Two scenarios. Supposing you get a teacher who does know these things and is capable of teaching them. Teachers face an ongoing problem where students will not bother to do or follow up on what they're told. Older students will also often "know better" than the teacher, and thus not follow the guidance, or be selective on what they'll try. Having this experience oodles of times over the years, they will be tempted not to bother unless the student shows signs of being worth it, through their attitude. Otherwise the teacher can also give the necessary minimum: say, dictating the standard finger numbers that we seen on the chart that ws provided here. You won't get, what you could.
If you show bad attitude, you might not even get in the door with a good teacher.
That's part of how to find and get such a teacher.
Meanwhile, I get the anger if you have indeed been mistaught, and wasted your time doing inefficient things. Assuming that you went along with what you were told with an open mind, and it was the wrong thing. A lot of us have been there, and in fact if you ask professional musicians and teachers, many of them will probably tell you stories of this and that poor teaching. They got there despite it, by persevering.

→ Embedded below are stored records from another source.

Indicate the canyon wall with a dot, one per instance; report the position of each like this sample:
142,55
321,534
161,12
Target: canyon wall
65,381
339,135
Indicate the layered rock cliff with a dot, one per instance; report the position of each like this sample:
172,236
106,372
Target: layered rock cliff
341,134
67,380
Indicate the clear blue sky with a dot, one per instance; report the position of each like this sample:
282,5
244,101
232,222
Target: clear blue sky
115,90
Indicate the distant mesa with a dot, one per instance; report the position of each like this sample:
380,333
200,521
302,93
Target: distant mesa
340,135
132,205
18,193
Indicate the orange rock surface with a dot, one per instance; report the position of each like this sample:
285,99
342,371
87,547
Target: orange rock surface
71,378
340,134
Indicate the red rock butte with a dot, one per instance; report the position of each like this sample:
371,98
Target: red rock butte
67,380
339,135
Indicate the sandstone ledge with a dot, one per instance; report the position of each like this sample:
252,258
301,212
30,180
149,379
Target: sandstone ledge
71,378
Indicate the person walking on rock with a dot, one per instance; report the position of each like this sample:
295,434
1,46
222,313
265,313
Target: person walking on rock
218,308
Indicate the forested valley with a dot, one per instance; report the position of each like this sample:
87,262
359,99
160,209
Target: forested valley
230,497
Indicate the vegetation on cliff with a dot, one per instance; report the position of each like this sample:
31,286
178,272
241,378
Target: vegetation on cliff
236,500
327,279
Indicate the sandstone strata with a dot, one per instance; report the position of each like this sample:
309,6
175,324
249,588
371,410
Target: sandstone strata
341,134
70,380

You do NOT want to be projecting your anger, suspicion, or disdain, toward teachers you are consulting.
Another obstacle, if you have been poorly taught and consult a new teacher, is that because of the poor teaching you received, you will come across as ignorant, because the poor teaching created that ignorance. I myself was in that boat. Even if I did manage to understand something on my own, trying to express it, I sounded like a gibbering idiot, because I did not have the vocab or the "ways". I am much more likely to land a good teacher if I had to find a new one, or started a new instrument, because I know how to express myself, how to listen, how to ask questions, and how to work. BECAUSE I've had good teaching since then, and it gave me that.